The good news that came out of that situation was that a serious effort was made to revitalize the whole city. Today, parts of the area that were virtual wasteland, are dynamic areas of growth. Some of the problems remain, but the unrest was an incentive to implement lasting changes. One can only pray the same happens for Baltimore... a city many comment as having similarities to Liverpool.

One of the lasting images that came out of the media coverage of the rioting in Baltimore was that of a mother disciplining her teenage son and dragging him home away from the trouble. Many commented that they wished there were more parents on the streets taking control of their children.

This coming Sunday is Mothering Sunday. The Sunday School youth and children will be playing a large part in the service as we seek to honor mothers and fathers. In an age when many families are broken and the circumstances of people lives can make parenting a difficult task, it is good to set time aside to think of those who have guided our lives and to lift up in prayer those raising families today.

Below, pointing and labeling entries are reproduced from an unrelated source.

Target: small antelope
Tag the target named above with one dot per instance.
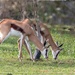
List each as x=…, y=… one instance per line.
x=44, y=31
x=10, y=27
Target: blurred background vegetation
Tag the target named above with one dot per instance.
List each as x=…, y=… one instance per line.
x=50, y=11
x=55, y=13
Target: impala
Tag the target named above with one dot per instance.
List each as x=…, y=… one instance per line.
x=9, y=27
x=45, y=33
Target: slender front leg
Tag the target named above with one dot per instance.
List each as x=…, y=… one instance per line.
x=20, y=43
x=28, y=48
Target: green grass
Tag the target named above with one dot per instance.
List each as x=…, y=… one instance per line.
x=64, y=65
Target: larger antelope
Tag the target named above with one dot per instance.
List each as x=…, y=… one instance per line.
x=22, y=29
x=44, y=31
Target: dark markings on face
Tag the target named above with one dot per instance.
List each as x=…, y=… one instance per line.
x=17, y=28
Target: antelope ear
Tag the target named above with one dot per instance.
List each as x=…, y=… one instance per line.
x=61, y=45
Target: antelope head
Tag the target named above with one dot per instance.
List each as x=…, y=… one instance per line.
x=56, y=53
x=45, y=51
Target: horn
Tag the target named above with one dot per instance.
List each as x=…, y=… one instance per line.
x=61, y=45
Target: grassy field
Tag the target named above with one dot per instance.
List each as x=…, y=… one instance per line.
x=64, y=65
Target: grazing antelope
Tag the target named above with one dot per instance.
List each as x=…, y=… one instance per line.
x=9, y=27
x=44, y=31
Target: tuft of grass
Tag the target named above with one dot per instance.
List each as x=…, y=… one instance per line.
x=64, y=65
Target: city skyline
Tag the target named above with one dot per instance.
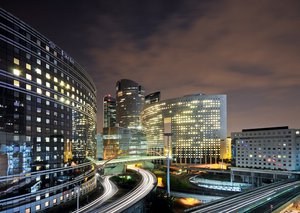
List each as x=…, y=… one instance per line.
x=247, y=50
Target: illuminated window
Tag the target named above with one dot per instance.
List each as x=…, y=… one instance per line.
x=38, y=71
x=28, y=77
x=16, y=83
x=16, y=72
x=28, y=66
x=16, y=61
x=38, y=90
x=39, y=81
x=28, y=86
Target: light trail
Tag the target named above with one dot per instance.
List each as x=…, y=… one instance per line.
x=243, y=200
x=110, y=189
x=146, y=185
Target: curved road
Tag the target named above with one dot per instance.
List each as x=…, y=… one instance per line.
x=146, y=185
x=110, y=189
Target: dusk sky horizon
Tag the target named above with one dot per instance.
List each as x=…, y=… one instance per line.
x=249, y=50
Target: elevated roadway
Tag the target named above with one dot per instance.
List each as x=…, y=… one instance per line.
x=110, y=189
x=146, y=185
x=248, y=201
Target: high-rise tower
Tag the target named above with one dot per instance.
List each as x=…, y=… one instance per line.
x=129, y=102
x=109, y=111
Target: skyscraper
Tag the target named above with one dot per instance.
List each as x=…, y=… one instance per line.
x=152, y=98
x=129, y=101
x=46, y=100
x=109, y=111
x=198, y=124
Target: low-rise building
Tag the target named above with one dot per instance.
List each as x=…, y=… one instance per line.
x=276, y=148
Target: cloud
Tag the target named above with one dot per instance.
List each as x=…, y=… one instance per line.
x=230, y=47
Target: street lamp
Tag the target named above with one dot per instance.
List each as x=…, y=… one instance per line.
x=169, y=146
x=78, y=195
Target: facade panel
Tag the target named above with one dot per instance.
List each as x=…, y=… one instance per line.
x=46, y=100
x=199, y=123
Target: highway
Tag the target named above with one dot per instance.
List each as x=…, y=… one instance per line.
x=252, y=198
x=110, y=189
x=146, y=185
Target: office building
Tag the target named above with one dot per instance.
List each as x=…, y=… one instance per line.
x=130, y=101
x=46, y=100
x=119, y=141
x=198, y=124
x=99, y=146
x=275, y=148
x=109, y=111
x=115, y=142
x=225, y=149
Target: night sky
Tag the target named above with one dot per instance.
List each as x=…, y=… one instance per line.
x=249, y=50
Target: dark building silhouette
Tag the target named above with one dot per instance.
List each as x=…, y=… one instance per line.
x=129, y=101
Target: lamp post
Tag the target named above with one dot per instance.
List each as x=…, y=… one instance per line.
x=168, y=162
x=78, y=195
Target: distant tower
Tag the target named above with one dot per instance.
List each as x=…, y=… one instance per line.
x=152, y=98
x=109, y=111
x=129, y=102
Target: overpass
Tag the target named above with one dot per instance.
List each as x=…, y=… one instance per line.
x=125, y=160
x=263, y=199
x=44, y=199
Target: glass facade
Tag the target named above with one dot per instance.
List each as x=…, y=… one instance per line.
x=198, y=124
x=109, y=111
x=46, y=100
x=130, y=101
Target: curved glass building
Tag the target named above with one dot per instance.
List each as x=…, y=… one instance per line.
x=47, y=100
x=198, y=123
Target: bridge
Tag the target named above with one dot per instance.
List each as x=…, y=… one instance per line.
x=263, y=199
x=45, y=198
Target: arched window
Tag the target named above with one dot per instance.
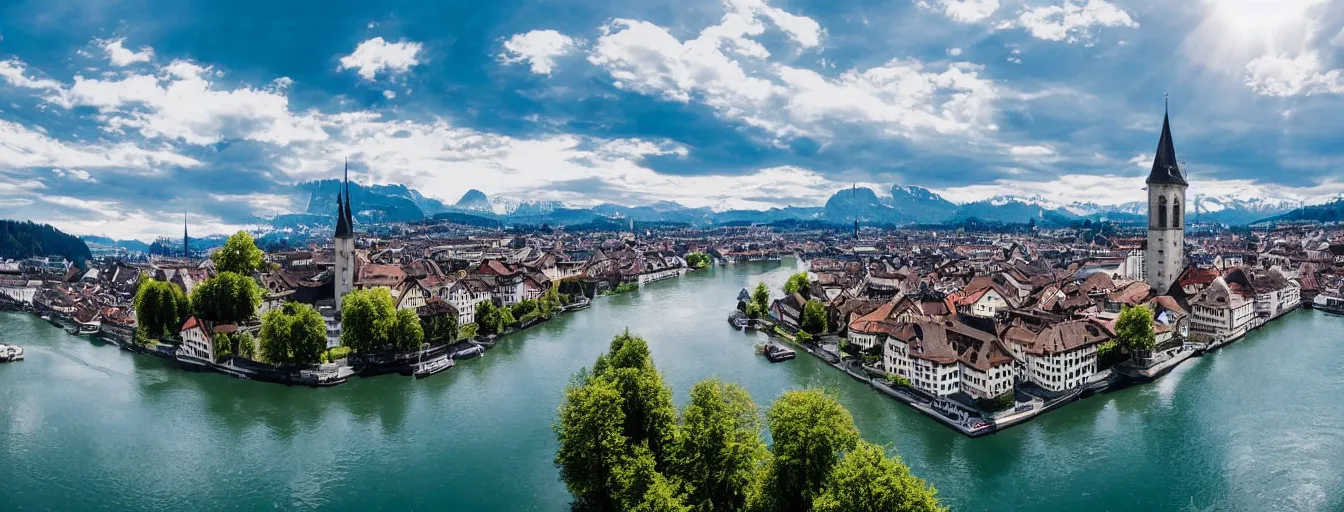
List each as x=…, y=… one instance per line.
x=1161, y=212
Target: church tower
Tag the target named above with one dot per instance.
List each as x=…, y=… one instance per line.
x=1165, y=256
x=344, y=241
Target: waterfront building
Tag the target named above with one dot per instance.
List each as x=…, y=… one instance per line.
x=1222, y=312
x=1165, y=256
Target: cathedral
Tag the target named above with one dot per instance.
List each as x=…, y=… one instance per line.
x=344, y=241
x=1165, y=256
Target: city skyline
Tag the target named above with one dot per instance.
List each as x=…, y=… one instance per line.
x=114, y=125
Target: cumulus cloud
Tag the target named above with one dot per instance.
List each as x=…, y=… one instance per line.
x=379, y=57
x=538, y=49
x=961, y=11
x=1071, y=20
x=120, y=55
x=1282, y=75
x=729, y=70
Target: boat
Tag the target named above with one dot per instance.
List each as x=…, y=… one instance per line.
x=11, y=354
x=430, y=367
x=777, y=354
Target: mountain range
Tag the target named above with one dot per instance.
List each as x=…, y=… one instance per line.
x=905, y=204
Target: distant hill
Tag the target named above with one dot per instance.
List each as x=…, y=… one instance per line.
x=1332, y=211
x=26, y=239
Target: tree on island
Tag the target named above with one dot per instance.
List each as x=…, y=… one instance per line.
x=622, y=448
x=867, y=480
x=293, y=335
x=698, y=260
x=813, y=317
x=370, y=323
x=796, y=284
x=227, y=297
x=239, y=254
x=760, y=304
x=160, y=308
x=1135, y=329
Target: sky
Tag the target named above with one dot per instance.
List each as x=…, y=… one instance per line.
x=120, y=117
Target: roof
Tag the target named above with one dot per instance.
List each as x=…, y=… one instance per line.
x=1165, y=168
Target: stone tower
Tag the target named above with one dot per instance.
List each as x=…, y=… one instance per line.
x=344, y=241
x=1165, y=256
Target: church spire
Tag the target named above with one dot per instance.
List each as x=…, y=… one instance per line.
x=344, y=223
x=1165, y=168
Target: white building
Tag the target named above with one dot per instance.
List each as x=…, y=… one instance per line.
x=1165, y=258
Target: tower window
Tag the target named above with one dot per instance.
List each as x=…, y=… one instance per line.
x=1161, y=212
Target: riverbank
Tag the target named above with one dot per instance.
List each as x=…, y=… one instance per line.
x=1214, y=434
x=973, y=422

At the beginning of Ephesians 6 we read Children, obey your parents in the Lord for this is right. "Honor your father and mother," which is the first commandment accompanied by a promise, namely, "that it may go well with you and that you will live a long time on the earth."

Family dynamics are linked to the notion of having a long and happy life. Such is the sort of life God desires for every family to experience. Families in the inner city. Families in rural areas. Families in countries far away. Families that we are a part of.

Let us pray for a just and peaceful environment to be restored in our land, so that family life may prosper and the honor due to parents may be given. One indicator of a healthy society is an environment where strong, committed family relationships can flourish. 

A healthy society is one where authority is rightly exercised, where all people, regardless of ethnic identity or social status feel safe and where people of different perspectives are welcomed at each others tables.

I wouldn't normally post one of my own compositions as music for the day, but a few years back I wrote a piece called "No peace without justice" - a sentiment that has been given voice to numerous times over the past week. I believe the reverse also applies. That there can be no justice without peace.  The place to start building peaceful relationships is within our home environments and through living respectfully with others in our communities.

As the song also says... 'Every step that we take away from hate, is one more step in the direction of peace; Every step that we take away from hate, is one more step towards being free'.